4. By taking into account our obligations to store customer data based on laws and regulations, you have the right to ask us to postpone, limit, and to stop processing, and/or delete your personal data in our system. Please note that this may prevent us from continuing to provide some services to you.
5. You have the right to object to automatic decision-making by us.
6. You have the right to withdraw your consent from our processing of your Personal Data, except for basic communication services.

To exercise your rights, you must comply with all policies, procedures and steps that we have set. In the event that there is a request for service termination by you, this remains subject to our approval to the extent permitted by law. You can contact us in the ways listed in the "Contact Us" section listed below.

16. Consequences arising from your failure to provide Personal Data

You can use our products or services and access our platforms or websites without providing your Personal Data. However, some activities or services on our products, services, platforms or websites require us to collect certain Personal Data about you. If you cannot provide the Personal Data, then it can:

1. Makes you unable to continue the activity;
2. Cause us to be unable to respond to your request;
3. Restrict or prevent access to certain features;
4. Causes us to be unable to provide you with the latest information regarding promotions or launches of our services/products; and
5. Resulting in you not receiving the promotions we send.

17. Access or Correction of Customer Information

If you wish to correct or update your Personal Data, or to request access to your Personal Data held by us, you can contact us to make a written request in the manner listed in the "Contact Us" section below. If you wish to change your Personal Data, please note that we may still need to retain certain information for record-keeping purposes, and/or to complete any transactions you initiated prior to requesting the change (for example, when you make a purchase or enter a promotion, you may not may change the Personal Data provided until after the completion of the purchase or promotion).
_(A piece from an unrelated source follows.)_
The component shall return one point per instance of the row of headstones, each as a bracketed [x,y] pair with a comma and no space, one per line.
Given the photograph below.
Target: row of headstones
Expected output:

Some of your information may also remain in our systems and other records where necessary to comply with applicable laws. At your request and where the law requires us to do so, we will tell you what Personal Data we hold about you.

18. By providing us with your Personal Data, you agree that:

1. You have read and understand this Privacy Notice and agree to the use of your Personal Data as set out in this Privacy Notice.
2. In the event that you provide us with Personal Data relating to other individuals (such as your spouse, family members, friends or other parties), you represent and guarantee that you have obtained and obtained the consent of the individual to, and hereby agree to the name of the individual for use of the Personal Data as set out in this Privacy Notice.
3. All of your statements are true and correct to the best of your knowledge, and you do not knowingly omit harmful related information.
4. The consent that you give to us is made without duress from any party.

19. Contact Us

If you have questions about this Privacy Notice, or if you choose to exercise one of your rights above, you can contact us via:

1. For Customers           à [email protected].
2. For Vendor/Partners   à [email protected]
3. For Visitors                à [email protected]

20. Dispute Resolution

In cases of alleged violation of your privacy, in relation to the processing of your Personal Data by us, you can submit an objection to the competent authority based on statutory provisions.

21. Update to Privacy Notice

So long as it is necessary, XL Axiata has the right to update this Privacy Notice without prior notification to you. This Privacy Notice is the most current and will supersede any previous version. We strongly recommend that you check this Privacy Notice from time to time to be informed of any changes to the Privacy Notice.

22. Version information

This Notice was last updated on 22nd August 2023.